A recente polémica em torno das caricaturas de Maomé voltou a colocar ao Ocidente uma dúvida sempre delicada: numa sociedade laica, como conciliar a total liberdade de expressão com o total respeito pelo sagrado? Ou de uma forma mais crua: em democracia, a religião pode impor limites à liberdade?

A resposta da maioria dos dirigentes políticos e religiosos ocidentais, independentemente de crenças ou descrenças, foi apelar ao bom senso. Mas esta resposta a nada responde, porque o bom senso não se legisla nem se decreta. E a experiência demonstra que é suficientemente elástico para que alguns, em seu nome, concedam ao Islão uma reverência que nunca teriam pelo Cristianismo.

Significa isto que o único direito verdadeiramente democrático seja (assim chegou a dizer-se entre nós) o “direito à blasfémia”? De modo nenhum. Em certo sentido, a blasfémia é também um atentado à liberdade dos crentes, como o é um insulto racista para as pessoas de cor ou uma piada anti-semita para os judeus. Nos três casos, ataca-se a legítima “exigência de reconhecimento” de uma comunidade, para usar o conceito do filósofo canadiano Charles Taylor que fundamenta a sua defesa do multiculturalismo.

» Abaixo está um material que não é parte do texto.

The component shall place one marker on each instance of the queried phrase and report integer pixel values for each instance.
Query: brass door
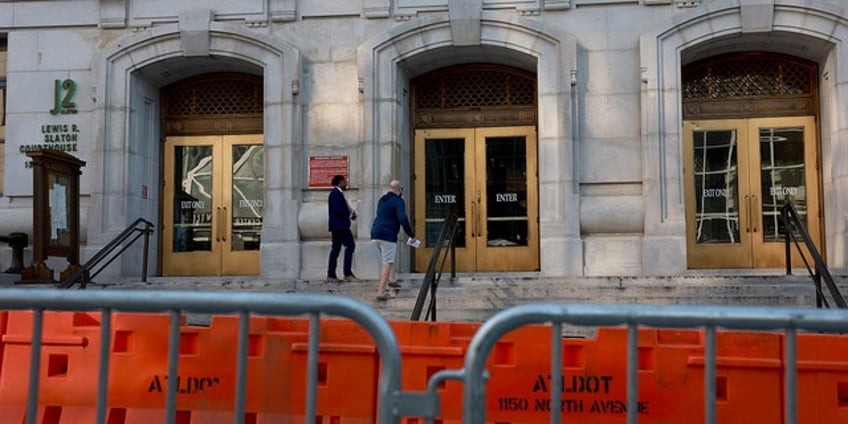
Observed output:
(738, 173)
(213, 201)
(488, 176)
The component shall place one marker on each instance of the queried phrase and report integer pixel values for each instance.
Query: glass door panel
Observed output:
(507, 198)
(785, 171)
(241, 210)
(487, 175)
(192, 218)
(248, 170)
(738, 173)
(506, 191)
(444, 168)
(215, 210)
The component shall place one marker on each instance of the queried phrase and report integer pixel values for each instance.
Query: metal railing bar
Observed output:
(556, 373)
(115, 255)
(103, 376)
(241, 365)
(173, 359)
(791, 377)
(312, 368)
(709, 374)
(788, 213)
(85, 274)
(35, 365)
(632, 373)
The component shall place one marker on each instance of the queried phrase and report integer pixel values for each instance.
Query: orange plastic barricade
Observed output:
(822, 378)
(749, 372)
(427, 348)
(70, 345)
(347, 371)
(671, 385)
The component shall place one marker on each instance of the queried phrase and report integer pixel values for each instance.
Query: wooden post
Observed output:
(55, 224)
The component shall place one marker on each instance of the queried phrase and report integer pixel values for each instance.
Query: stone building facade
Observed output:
(573, 137)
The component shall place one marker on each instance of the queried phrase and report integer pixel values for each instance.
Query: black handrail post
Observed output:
(453, 254)
(147, 232)
(819, 269)
(787, 237)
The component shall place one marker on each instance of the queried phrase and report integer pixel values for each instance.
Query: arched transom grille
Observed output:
(219, 94)
(748, 76)
(475, 86)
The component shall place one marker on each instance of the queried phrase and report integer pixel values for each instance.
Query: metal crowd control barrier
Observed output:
(242, 303)
(789, 320)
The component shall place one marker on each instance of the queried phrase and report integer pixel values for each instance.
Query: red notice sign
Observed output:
(322, 169)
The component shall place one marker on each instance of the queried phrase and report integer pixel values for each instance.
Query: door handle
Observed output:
(472, 226)
(223, 226)
(754, 215)
(217, 223)
(479, 216)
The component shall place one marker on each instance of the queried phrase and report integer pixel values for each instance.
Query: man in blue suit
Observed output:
(341, 215)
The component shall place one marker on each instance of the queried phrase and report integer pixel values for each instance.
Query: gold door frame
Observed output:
(223, 257)
(746, 206)
(475, 251)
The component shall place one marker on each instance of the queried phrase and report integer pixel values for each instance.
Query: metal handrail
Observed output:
(450, 227)
(122, 241)
(790, 216)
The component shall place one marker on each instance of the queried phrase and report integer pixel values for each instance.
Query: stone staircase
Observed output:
(476, 297)
(472, 298)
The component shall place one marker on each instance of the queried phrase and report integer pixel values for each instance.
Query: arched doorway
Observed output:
(475, 154)
(213, 175)
(750, 144)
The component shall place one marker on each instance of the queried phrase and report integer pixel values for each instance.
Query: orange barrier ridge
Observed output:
(749, 374)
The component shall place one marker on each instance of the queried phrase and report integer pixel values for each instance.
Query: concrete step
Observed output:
(475, 298)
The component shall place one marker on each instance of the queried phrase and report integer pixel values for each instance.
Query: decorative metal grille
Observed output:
(747, 76)
(464, 87)
(216, 95)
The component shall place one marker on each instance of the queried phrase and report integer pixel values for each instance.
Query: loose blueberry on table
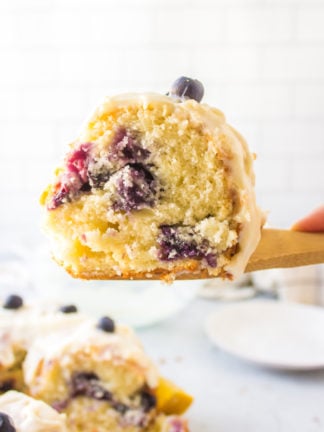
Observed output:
(106, 324)
(6, 424)
(68, 309)
(13, 302)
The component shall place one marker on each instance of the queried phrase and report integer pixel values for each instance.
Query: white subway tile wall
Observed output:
(262, 63)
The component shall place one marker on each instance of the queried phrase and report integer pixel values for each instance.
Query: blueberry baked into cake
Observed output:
(95, 374)
(154, 186)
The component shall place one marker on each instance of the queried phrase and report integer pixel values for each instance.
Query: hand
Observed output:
(314, 222)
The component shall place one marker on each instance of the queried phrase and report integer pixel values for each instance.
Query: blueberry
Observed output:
(187, 88)
(180, 242)
(135, 188)
(148, 400)
(6, 424)
(106, 324)
(13, 302)
(68, 309)
(7, 385)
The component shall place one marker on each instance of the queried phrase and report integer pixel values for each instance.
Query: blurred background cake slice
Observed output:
(21, 413)
(20, 325)
(100, 377)
(154, 186)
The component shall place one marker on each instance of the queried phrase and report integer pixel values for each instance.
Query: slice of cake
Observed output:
(21, 413)
(99, 376)
(154, 186)
(20, 325)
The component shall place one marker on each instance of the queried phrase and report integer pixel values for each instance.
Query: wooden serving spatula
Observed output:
(286, 248)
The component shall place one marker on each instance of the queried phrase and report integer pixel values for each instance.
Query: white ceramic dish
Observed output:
(271, 334)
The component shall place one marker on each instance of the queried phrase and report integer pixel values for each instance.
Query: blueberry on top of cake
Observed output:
(154, 186)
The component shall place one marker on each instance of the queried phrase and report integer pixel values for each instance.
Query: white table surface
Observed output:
(231, 395)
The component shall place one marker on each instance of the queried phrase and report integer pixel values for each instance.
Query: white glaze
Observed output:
(60, 346)
(30, 415)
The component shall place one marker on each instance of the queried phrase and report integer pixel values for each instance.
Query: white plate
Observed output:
(271, 334)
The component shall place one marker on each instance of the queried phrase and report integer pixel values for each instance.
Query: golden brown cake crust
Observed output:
(190, 271)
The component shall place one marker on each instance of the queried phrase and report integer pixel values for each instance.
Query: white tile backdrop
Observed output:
(262, 63)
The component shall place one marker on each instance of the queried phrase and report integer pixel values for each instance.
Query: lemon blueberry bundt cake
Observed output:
(21, 413)
(20, 325)
(154, 186)
(96, 372)
(100, 377)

Será possível, então, arbitrar um tão radical conflito de direitos?

Não. Como muitos outros conflitos de direitos, também este é irresolúvel. Onde há qualquer forma de representação do sagrado, e ao longo da história nenhuma cultura ignorou o fenómeno religioso, existe a possibilidade dialéctica de blasfemar. Uma cultura que jamais desrespeitasse os símbolos do sagrado, hipótese meramente académica, seria talvez uma cultura sem símbolos do sagrado. A blasfémia é a outra face do sagrado. E a outra face, diz o Evangelho, torna-se por vezes objecto de violência.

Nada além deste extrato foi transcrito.